L’auteur n’a eu cesse d’interroger les réalisations déconcertantes : films d’avant-garde et expérimentaux mais aussi tous ceux qui osent montrer ce que le public (ou surtout les censures) ne voulaient pas regarder ou laisser regarder. A savoir, comme l’écrivit Elise Dion à propos du livre : « de belles images bien sales, bien dérangeantes, bien mal foutues, du malaise à en recracher son dégoût, son admiration, son aversion, son interrogation, son incompréhension, son extase ». L’auteur donne dans son livre une sorte de listing sauvage des films capables de mettre le spectateur en position inconfortable.
Il fut aussi un des rares à défendre des cinéastes majeurs qui, sans lui, n’auraient peut-être jamais été reconnus. Citons, entre autres, deux exemples. Arakawa et son Why Not. Le réalisateur y pratiquait la mise à nu d’une jeune femme qui procède à l’exploration sensuelle d’objets (une table, une poignée de porte, une orange, une cuvette de WC, un canapé) dans un environnement domestique graduellement prédateur, culminant en une scène de masturbation à l’aide d’une roue de bicyclette. Dominique Gonzalez-Foerster fut aussi défendu par Vogel.

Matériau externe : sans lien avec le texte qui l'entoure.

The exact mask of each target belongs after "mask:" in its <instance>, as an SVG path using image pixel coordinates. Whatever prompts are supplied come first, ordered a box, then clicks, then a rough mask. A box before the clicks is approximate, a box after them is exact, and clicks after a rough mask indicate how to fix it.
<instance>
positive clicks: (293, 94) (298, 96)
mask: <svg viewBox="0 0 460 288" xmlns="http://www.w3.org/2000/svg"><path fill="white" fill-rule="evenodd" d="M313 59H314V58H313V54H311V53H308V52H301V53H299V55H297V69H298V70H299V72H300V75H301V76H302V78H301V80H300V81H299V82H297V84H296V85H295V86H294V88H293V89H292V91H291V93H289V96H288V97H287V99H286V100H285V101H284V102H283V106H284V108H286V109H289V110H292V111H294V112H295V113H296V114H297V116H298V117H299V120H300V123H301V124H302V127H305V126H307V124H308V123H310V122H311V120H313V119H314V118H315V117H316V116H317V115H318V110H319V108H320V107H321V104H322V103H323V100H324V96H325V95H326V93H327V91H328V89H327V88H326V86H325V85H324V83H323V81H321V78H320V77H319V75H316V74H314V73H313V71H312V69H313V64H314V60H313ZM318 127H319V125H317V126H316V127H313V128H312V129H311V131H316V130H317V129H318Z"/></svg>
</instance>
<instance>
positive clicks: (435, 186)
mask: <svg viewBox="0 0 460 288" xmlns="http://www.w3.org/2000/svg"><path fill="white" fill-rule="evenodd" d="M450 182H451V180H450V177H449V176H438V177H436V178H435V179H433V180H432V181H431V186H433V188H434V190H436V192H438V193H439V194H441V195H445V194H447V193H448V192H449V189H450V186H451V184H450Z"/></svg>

Il vit en lui un des rares réalisateurs capables de reconfigurer le cinéma en injectant le poison du narratif par quelques larmes autant par le son (Riyo, Île de beauté, Atomic Park) que par le montage (Malus, Gold). Quant à son Belle comme le jour, il le considère comme « un prélude et prequel à Belle de jour de Luis Buñuel et à Belle toujours de Manoel de Oliveira ».
Vogel défendit aussi ces deux réalisateurs. En particulier, Bunuel. Le cinéaste espagnol le séduisit par ses images traumatisantes, suggérant diverses pratiques sexuelles : sado-masochisme, nécrophilie, etc. Désormais éculées et vieillottes, les images ont du mal à tenir dans le temps. Bunuel n’apparaît plus le maître en subversion que Vogel défendait. Il n’empêche pas que son livre reste plus qu’intéressant. Et c’est un euphémisme. L’’auteur y reste sensible à tous les éléments du « filmique » et ses « nexus ».
Pour chaque œuvre, Vogel explique comment le narratif dépend d’installations et de plasticités singulières. Il montre parfaitement comment la nudité et ce qu’elle induit demeurent toujours problématiques dans la société comme au cinéma. Vogel explique aussi comment la satisfaction pulsionnelle met en exergue par les films le gain d’une “dépense” particulière au moyen de la fabrication d’objets dégagés de leur valeur d’usage vers d’autres fonctionnalités plus secrètes.
Le cinéma devient donc pour lui le médium capable de faire glisser de l’ombre à la lumière en des assemblages protéiformes (au fil du temps) et souvent exogènes. Du moins lorsque le 7ème art est aux mains de créateurs dignes de ce nom.
jean-paul gavard-perret
Amos Vogel, Le cinéma, art subversif (réédition), Capricci, 2016, Paris.